D1 established the strategic architecture: three layers — social, search, marketplace — connected by the Symptom In, Sale Out principle and the PPP framework that describes how buyers in this category actually arrive at a purchase.
D2 established the maturity ladder: four levels of capability, each with defined progression requirements, and the self-assessment that places every distributor at the right starting point.
D3 established the execution standard: listing readiness, Brand Registry as the operational prerequisite, the dual-campaign structure, and local marketplace equivalents for markets where Amazon is not the primary commerce channel.
D4 established the advertising framework: the three ad types and their gates, ACOS calculation, the 30-day optimisation cycle, and the commercial discipline that separates profitable advertising from expensive activity.
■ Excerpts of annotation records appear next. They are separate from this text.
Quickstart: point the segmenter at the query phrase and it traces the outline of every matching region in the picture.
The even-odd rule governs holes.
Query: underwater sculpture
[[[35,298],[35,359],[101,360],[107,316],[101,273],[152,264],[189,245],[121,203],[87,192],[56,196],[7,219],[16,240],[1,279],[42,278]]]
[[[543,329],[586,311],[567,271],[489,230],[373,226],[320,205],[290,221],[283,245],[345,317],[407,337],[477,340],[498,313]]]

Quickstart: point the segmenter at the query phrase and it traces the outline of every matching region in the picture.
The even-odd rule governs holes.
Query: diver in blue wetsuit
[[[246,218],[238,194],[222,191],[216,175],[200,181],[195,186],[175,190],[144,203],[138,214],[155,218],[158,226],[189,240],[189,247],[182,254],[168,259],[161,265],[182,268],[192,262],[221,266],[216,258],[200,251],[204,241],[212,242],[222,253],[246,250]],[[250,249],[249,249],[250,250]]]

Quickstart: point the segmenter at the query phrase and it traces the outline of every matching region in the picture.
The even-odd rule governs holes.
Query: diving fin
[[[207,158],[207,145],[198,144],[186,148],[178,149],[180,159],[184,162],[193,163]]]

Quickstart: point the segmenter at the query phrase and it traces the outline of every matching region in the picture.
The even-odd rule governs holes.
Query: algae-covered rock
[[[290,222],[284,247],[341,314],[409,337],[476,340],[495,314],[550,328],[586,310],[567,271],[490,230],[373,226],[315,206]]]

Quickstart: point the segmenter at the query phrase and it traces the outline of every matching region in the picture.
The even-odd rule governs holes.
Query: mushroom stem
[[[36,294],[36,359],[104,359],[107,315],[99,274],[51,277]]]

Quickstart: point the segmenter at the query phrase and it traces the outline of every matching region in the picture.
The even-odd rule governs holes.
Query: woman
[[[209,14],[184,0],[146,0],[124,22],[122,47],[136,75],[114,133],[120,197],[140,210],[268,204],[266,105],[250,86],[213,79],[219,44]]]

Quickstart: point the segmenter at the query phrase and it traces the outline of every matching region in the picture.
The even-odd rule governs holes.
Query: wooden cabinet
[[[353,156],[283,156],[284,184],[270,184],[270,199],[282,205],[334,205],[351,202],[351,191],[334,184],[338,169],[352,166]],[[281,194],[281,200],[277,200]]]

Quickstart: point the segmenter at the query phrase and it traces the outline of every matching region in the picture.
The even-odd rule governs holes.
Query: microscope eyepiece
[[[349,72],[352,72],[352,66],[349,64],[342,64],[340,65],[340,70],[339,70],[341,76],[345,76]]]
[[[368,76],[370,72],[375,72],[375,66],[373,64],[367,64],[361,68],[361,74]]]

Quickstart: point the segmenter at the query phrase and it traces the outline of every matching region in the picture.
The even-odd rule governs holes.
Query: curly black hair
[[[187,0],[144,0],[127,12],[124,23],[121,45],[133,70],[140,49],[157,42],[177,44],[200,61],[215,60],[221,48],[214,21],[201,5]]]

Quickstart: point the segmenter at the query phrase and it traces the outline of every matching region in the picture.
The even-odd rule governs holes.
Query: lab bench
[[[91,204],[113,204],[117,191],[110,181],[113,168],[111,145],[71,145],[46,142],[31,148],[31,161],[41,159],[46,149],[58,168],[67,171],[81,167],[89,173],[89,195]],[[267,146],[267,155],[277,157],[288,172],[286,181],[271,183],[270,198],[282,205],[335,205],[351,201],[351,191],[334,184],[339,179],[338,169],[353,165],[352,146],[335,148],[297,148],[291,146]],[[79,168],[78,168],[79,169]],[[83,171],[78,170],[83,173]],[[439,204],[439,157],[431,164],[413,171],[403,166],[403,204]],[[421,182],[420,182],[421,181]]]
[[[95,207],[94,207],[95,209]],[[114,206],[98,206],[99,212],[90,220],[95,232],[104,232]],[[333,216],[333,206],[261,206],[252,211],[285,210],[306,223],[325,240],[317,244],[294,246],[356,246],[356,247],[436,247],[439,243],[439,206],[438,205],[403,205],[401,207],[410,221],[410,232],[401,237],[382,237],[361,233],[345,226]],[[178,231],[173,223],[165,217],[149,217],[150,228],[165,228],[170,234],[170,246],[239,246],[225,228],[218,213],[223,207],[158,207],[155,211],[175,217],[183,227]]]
D5 established the measurement system: decision-driving metrics, the KPI template, Amazon Attribution discipline, and the 30-minute monthly review that turns data into decisions.
D6 established the governance model: the three-layer operating model, the RACI matrix, the three unconditional approval requirements, and the compliance framework that protects the brand at scale.
D7 established the budget framework: the four readiness gates, spend scenarios by maturity level, platform split guidance, minimum effective thresholds, and the outsource versus in-house decision logic.
D8 established the content system: the assemble-don't-create principle, the permission matrix, DAM discipline, campaign calendar coordination, and the seven-field content brief that gates every piece of content before production begins.
D9 built the delivery mechanism: the video production guide, the script outlines, the self-onboarding pathways, and the Watch-Do-Report cycle that turns a toolkit into a training system.
Start with the monthly rhythm. Run the system. Measure what happens. Adjust based on what the data shows. The distributors who execute consistently, review monthly, and apply the Watch-Do-Report discipline will show the commercial results that Phase 2 investment is designed to scale. Begin.